Developmental neurotoxicity, olfactory toxicity and intranasal delivery of therapeutic agents to the brain (Eva Brittebo)
Exposure to environmental pollutants during early life has recently been suggested as a potential risk factor for sporadic forms of neurodegenerative disease. We have identified a cyanobacterial neurotoxin BMAA (β-N-methylamino-L-alanine) that induces specific long-term degenerative changes in the rodent hippocampus following neonatal exposure. Cognitive deficits as well as progressive neurodegenerative changes including abundant intracellular fibril formation, calcification, and enrichment of chaperones, cytoskeletal, and intermediate filament proteins were observed in the adult rat hippocampus.

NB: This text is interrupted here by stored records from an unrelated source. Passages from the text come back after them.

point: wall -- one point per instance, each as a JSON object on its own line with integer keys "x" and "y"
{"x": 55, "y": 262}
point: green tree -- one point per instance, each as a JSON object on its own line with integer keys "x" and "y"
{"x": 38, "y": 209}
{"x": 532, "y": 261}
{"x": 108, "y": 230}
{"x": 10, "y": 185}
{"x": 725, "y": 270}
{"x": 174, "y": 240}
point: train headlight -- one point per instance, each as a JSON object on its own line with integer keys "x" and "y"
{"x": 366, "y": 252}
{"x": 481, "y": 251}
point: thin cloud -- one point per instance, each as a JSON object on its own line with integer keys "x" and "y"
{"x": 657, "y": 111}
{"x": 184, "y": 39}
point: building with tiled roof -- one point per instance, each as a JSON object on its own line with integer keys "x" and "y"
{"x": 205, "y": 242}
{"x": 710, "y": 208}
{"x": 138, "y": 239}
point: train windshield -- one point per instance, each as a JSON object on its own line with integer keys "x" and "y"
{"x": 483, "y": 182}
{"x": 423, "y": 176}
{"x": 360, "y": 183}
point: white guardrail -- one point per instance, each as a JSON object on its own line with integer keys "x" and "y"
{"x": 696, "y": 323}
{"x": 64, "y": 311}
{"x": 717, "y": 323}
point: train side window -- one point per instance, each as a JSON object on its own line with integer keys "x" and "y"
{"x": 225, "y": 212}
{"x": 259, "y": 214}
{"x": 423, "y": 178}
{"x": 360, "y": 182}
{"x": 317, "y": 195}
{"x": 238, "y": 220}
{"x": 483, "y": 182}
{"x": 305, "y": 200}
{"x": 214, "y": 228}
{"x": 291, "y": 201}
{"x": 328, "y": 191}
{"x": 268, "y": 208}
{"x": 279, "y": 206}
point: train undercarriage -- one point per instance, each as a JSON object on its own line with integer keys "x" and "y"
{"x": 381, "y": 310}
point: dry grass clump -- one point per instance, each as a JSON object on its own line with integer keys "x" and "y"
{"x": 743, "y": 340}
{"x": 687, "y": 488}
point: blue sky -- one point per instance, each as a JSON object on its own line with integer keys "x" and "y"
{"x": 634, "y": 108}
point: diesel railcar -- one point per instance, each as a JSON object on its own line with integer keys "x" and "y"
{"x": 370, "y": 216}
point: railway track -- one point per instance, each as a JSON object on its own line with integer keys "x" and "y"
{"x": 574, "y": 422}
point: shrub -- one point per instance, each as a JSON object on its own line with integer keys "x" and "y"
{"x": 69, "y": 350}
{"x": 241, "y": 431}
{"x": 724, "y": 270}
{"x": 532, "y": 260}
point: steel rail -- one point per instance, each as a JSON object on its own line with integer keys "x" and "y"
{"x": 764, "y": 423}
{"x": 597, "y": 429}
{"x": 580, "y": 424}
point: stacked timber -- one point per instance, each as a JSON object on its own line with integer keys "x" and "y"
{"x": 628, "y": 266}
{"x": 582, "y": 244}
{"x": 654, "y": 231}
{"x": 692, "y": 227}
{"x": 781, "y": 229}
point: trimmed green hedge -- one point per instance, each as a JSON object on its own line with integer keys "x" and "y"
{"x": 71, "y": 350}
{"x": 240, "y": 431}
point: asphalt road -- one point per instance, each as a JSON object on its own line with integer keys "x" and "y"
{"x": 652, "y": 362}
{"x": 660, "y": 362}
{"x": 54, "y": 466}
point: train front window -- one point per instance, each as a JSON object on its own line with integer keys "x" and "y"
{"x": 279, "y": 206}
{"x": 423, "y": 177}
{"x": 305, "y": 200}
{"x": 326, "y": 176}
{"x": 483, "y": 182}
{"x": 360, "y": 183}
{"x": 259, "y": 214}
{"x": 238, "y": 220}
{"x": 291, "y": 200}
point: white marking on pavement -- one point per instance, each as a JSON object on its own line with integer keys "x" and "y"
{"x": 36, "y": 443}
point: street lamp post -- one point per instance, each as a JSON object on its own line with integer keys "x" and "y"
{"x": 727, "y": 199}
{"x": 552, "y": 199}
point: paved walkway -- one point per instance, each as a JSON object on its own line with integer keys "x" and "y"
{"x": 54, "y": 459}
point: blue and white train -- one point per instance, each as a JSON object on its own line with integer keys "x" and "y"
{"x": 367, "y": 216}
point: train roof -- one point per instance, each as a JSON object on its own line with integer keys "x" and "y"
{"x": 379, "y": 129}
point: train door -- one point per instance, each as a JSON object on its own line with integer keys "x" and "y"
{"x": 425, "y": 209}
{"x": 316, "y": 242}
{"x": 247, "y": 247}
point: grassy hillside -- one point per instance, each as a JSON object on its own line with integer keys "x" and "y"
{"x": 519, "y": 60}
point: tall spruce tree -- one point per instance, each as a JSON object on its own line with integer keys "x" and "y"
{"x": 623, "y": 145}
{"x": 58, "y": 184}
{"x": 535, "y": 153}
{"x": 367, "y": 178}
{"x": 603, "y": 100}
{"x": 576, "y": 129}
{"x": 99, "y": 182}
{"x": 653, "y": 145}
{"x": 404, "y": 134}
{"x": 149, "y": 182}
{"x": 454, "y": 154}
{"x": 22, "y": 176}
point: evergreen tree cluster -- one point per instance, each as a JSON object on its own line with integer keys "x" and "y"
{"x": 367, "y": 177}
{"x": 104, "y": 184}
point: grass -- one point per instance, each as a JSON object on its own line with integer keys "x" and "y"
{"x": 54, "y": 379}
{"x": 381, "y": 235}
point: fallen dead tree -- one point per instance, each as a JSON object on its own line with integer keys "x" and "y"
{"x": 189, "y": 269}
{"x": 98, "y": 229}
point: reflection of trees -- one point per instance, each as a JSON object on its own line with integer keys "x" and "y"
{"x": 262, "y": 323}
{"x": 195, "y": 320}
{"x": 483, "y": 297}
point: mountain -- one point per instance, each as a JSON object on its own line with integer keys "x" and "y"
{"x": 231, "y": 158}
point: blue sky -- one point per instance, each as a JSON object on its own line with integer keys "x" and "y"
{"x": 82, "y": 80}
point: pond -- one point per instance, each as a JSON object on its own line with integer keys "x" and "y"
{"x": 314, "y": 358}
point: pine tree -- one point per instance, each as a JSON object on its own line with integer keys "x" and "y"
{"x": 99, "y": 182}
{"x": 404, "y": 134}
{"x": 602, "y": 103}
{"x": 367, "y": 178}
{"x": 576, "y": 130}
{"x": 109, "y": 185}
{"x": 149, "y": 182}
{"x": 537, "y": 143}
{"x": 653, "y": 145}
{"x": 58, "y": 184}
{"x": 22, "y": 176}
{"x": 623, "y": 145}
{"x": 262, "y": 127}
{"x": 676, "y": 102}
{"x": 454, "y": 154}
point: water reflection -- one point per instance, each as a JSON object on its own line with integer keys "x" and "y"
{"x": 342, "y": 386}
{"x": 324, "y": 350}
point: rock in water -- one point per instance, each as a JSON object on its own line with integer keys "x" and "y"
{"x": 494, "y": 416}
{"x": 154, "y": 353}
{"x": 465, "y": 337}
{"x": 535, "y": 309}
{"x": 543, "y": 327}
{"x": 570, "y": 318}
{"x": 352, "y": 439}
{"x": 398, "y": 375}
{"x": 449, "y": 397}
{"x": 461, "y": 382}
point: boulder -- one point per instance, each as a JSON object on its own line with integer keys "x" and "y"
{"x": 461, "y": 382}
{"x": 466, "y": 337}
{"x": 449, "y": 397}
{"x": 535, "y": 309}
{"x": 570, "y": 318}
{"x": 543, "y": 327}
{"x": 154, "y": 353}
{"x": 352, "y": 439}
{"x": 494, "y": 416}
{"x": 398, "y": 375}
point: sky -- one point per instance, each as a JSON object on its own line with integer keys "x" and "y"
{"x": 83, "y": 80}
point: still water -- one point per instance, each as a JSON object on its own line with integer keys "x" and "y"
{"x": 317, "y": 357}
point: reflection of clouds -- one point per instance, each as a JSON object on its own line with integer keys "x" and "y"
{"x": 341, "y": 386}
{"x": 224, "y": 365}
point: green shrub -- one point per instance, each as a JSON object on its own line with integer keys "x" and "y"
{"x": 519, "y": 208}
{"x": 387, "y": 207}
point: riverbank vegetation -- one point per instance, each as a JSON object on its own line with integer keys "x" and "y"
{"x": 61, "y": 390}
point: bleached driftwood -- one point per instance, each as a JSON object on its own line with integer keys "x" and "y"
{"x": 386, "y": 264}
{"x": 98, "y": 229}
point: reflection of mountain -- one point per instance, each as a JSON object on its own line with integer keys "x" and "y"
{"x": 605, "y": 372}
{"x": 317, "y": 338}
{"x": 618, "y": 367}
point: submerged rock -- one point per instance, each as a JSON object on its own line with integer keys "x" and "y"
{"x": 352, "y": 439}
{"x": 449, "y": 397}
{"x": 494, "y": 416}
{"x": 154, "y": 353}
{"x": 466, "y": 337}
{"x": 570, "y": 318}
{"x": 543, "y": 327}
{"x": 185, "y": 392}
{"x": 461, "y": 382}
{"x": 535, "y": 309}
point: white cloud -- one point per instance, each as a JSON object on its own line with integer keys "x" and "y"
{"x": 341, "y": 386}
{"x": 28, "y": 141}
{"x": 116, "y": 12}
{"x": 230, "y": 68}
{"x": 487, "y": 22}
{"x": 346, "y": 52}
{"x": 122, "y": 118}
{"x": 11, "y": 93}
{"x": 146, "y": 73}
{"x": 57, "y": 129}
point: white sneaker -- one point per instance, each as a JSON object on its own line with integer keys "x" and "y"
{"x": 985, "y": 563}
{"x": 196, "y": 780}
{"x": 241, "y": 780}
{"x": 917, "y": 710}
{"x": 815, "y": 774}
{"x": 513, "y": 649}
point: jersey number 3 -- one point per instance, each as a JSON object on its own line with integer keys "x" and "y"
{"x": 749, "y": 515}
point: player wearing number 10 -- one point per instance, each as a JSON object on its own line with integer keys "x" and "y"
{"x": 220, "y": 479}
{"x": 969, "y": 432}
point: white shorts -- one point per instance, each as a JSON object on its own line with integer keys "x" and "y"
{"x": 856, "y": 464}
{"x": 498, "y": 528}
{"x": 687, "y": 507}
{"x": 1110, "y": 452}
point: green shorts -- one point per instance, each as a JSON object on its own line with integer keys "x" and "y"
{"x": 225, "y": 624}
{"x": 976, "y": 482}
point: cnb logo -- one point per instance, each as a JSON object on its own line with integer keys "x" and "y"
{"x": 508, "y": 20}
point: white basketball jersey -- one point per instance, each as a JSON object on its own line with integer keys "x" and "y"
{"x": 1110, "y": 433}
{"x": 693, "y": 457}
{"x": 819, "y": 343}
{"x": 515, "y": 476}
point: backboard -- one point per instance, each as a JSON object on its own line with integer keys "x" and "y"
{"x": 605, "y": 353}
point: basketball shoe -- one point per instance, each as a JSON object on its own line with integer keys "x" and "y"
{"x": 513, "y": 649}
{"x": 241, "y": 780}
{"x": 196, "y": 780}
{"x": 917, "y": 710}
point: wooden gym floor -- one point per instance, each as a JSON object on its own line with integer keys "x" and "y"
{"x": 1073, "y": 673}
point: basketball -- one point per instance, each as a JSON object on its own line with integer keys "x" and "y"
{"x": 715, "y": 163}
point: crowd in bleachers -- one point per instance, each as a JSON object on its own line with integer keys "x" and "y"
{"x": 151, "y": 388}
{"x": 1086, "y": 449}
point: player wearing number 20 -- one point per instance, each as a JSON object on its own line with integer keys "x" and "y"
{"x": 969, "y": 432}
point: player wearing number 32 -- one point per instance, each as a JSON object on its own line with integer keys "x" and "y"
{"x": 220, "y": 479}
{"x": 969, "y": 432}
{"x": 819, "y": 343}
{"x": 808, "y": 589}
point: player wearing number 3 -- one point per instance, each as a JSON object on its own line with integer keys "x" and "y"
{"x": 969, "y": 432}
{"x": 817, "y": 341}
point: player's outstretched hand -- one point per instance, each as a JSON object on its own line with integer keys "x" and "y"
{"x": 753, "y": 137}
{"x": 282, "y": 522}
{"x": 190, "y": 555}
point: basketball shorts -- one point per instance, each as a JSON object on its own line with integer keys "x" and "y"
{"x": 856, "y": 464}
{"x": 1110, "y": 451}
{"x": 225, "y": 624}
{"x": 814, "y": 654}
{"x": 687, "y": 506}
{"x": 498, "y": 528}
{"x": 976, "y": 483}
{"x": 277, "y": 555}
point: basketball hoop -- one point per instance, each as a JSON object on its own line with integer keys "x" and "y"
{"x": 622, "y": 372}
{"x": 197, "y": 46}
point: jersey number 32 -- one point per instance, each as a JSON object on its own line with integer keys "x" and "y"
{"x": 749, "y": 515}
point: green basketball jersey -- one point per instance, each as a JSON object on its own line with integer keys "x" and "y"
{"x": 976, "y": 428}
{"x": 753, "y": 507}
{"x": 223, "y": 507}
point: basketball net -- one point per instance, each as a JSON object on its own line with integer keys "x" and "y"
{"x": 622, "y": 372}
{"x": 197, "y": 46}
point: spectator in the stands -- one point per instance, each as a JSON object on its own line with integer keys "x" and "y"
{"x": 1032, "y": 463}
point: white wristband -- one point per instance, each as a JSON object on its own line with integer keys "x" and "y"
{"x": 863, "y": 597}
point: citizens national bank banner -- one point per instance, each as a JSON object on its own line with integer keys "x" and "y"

We have also identified some potent olfactory toxicants (e.g. the herbicides chlorthiamid and its major metabolite dichobenil as well as 2,6-dichlorophenyl methylsulfone). These compounds induce extensive necrosis in the olfactory mucosa and permanent degenerative changes in the olfactory region following a CYP-dependent bioactivation to reactive intermediates. There is also an activation of stress proteins and caspases in the olfactory mucosa. In addition, a CYP-dependent bioactivation of the antithyroid drug methimazole was demonstrated to induce an extensive but reversible toxicity in the olfactory mucosa as well as secondary changes in the olfactory bulb.
Finally, we have demonstrated that intranasal delivery of novel cell-based therapeutic agents such as engineered T regulatory (Treg) cells and CNS retargeted human mesenchymal stromal cells (MSC) parentes will significantly suppress ongoing inflammation and reduce disease symptoms in an experimental autoimmune encephalomyelitis (EAE) model of multiple sclerosis.